447 Using Precipitable Water and Showalter Index Sounding Climatologies to Better Predict Heavy Rainfall Events in American Samoa and Developing a Flash Flood Thresholds Based on Observed Gauge and Sounding Data.

Tuesday, 8 January 2019
Hall 4 (Phoenix Convention Center - West and North Buildings)
Taylor Pechacek, Mississippi State Univ., Mississippi State, MS; and I. Gumbs Jr.

Scientific flash flooding research hasn’t been performed on the island of American Samoa since the mid-1960s. The National Centers for Environmental Information (NCEI) and the University of Wyoming’s Meteorological Department provides historical observational sounding data for the entire world. These databases are used in research and to support operational forecasting.
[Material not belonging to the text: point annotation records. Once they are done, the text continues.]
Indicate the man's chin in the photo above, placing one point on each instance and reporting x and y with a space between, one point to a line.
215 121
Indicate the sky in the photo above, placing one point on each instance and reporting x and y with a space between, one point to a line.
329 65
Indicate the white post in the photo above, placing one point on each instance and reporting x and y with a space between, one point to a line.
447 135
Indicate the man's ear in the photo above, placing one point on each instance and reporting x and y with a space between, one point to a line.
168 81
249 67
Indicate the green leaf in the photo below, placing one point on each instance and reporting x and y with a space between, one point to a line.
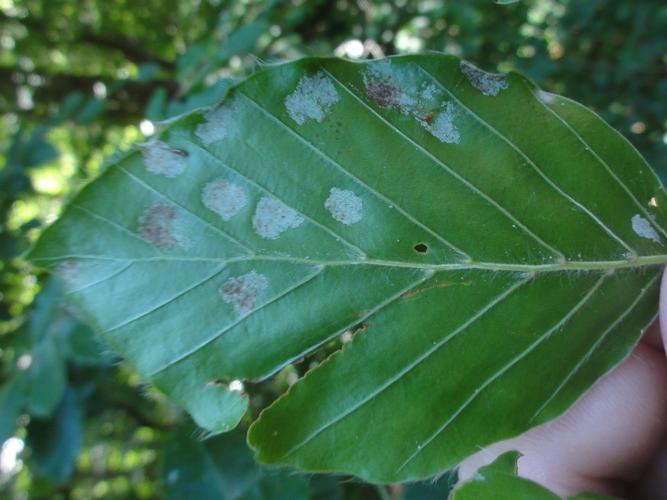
222 468
499 481
495 248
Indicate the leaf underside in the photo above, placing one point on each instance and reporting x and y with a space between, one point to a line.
495 248
499 481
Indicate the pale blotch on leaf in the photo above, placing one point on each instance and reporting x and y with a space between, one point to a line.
217 124
313 99
489 84
644 229
224 198
162 159
344 206
441 125
242 292
384 88
272 218
426 105
160 226
546 97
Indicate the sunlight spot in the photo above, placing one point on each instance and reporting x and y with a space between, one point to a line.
354 49
147 128
99 90
638 128
236 385
24 362
9 461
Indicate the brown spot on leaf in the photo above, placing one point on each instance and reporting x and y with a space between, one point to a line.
242 292
158 225
383 92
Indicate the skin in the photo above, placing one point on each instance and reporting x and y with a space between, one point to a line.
614 438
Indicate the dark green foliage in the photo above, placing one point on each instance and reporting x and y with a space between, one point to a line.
77 78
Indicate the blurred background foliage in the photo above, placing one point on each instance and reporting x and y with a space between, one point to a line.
82 79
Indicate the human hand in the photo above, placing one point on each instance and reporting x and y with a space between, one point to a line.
614 438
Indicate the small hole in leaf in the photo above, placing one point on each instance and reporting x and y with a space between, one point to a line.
421 248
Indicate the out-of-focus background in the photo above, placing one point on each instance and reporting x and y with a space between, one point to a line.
83 79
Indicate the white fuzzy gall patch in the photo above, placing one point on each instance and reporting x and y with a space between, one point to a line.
242 292
224 198
344 206
217 125
442 125
644 229
160 225
546 97
162 159
313 99
272 218
489 84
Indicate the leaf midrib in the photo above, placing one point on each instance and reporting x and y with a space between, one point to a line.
601 265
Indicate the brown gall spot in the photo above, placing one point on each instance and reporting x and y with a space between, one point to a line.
156 225
382 92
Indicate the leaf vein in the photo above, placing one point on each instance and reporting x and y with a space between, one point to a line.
375 192
222 332
502 371
531 162
405 370
474 188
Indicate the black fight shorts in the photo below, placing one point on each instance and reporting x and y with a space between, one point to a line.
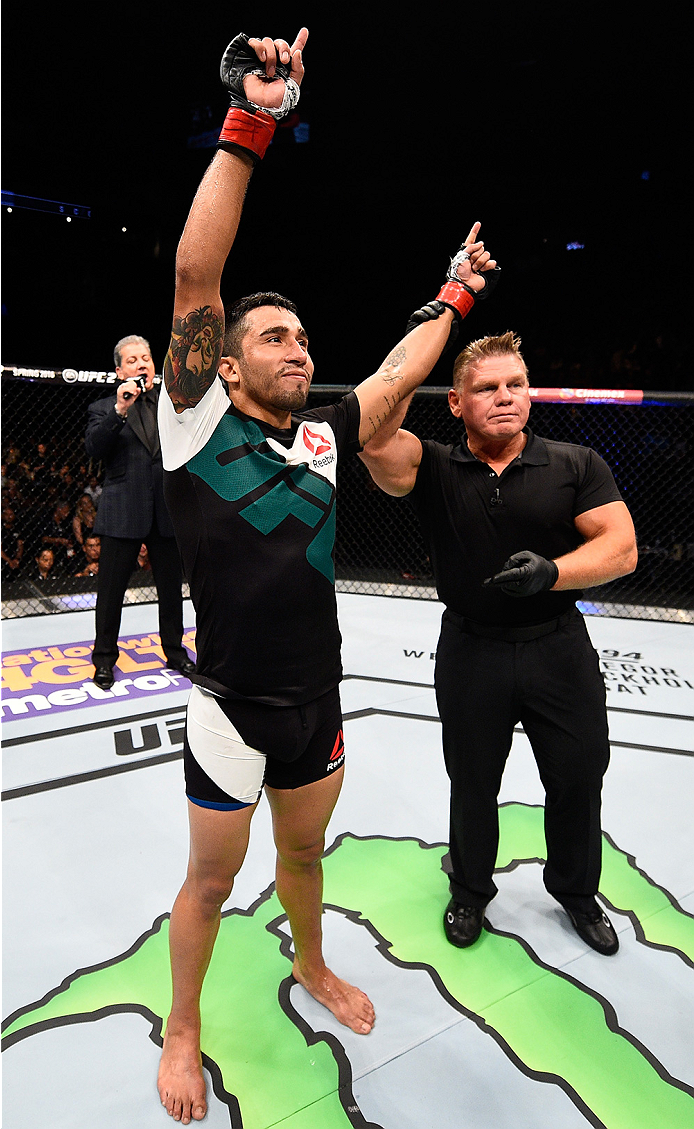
233 747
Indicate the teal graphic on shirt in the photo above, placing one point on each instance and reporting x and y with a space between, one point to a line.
237 461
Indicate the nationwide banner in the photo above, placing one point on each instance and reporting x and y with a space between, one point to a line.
546 395
62 375
55 679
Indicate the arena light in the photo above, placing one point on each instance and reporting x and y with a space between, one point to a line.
12 200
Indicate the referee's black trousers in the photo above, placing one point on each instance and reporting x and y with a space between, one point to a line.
554 688
117 561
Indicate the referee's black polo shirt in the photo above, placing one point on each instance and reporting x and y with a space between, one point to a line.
474 519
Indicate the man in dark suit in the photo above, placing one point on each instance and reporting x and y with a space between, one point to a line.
122 431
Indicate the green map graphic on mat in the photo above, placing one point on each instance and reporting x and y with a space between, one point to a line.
395 885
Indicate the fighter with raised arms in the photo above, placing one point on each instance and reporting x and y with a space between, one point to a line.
251 487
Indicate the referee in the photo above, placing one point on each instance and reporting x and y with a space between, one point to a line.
516 526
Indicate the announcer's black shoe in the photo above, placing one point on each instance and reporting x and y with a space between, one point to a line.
185 666
463 924
596 929
103 676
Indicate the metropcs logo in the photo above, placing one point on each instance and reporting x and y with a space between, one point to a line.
315 442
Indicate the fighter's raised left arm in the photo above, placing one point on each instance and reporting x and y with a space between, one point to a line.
608 549
411 361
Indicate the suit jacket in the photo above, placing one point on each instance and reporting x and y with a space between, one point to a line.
133 484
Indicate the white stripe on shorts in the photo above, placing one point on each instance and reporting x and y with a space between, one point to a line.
219 750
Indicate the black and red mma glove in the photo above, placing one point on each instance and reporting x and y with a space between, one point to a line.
247 127
455 295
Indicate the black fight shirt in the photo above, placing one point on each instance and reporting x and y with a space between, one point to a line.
254 515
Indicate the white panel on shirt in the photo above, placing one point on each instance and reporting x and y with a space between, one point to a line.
183 435
315 445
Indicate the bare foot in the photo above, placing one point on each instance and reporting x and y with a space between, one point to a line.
181 1083
348 1004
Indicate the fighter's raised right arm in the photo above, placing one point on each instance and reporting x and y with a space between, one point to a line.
257 102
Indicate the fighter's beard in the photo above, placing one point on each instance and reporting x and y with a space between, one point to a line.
289 399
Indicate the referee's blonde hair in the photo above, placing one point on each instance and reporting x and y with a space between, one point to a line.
504 344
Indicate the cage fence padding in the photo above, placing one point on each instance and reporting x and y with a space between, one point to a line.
379 550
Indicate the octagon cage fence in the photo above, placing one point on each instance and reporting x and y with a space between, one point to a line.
647 439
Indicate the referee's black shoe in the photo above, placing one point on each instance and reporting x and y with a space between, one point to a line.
596 929
184 666
103 676
463 924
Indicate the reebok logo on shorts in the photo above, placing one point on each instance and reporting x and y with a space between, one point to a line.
337 753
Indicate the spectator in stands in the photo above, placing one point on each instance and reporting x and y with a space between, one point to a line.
58 535
12 545
91 550
85 516
122 430
42 568
94 490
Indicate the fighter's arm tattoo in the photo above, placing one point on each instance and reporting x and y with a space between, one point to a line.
193 356
389 374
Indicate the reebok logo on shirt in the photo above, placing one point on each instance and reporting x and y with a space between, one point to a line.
315 443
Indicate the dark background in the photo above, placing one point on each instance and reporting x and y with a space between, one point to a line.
551 124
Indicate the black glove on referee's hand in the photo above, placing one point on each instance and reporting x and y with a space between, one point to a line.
525 574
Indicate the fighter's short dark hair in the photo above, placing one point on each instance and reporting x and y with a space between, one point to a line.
235 317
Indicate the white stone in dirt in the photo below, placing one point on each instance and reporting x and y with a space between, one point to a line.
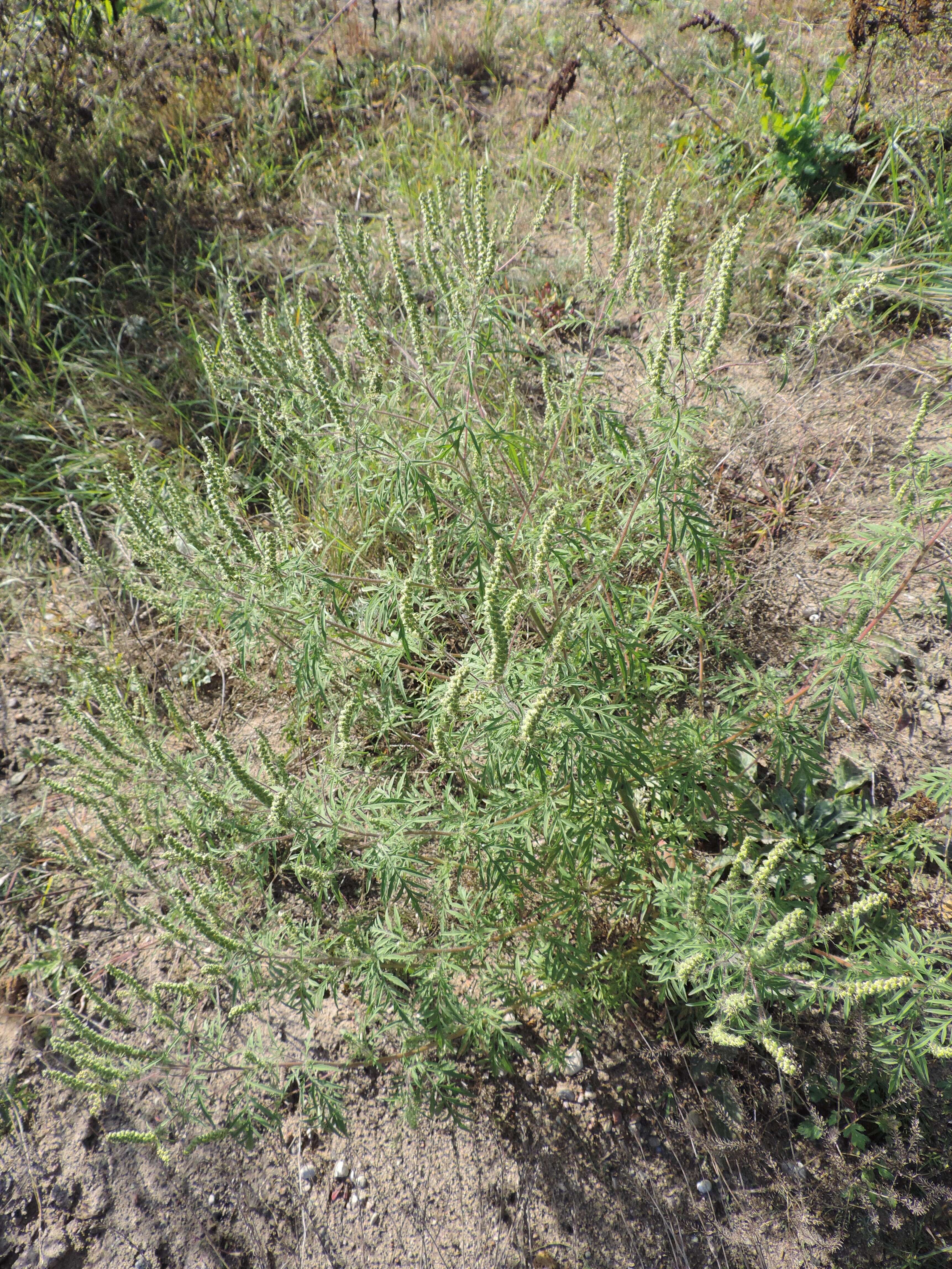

A climatology of precipitable water (PWAT) and Showalter index (SI) was completed for the Weather Service Office in Pago Pago, American Samoa, which was important for this research project as a sounding climatology had not been available to the forecasters in Pago Pago. Additionally, rain gauge data was compared to the NWS storm events database to assess where the current thresholds were.

A discussion of the methods and programming used and the forecasting applications will be presented. In addition, a potential rainfall index will be developed from previous literature and findings from this research to assist in operational forecasting and issuance of flood products to better protect life and property. Additional uses and data will be discussed further with examples of applications to operational forecasting and verification of the research.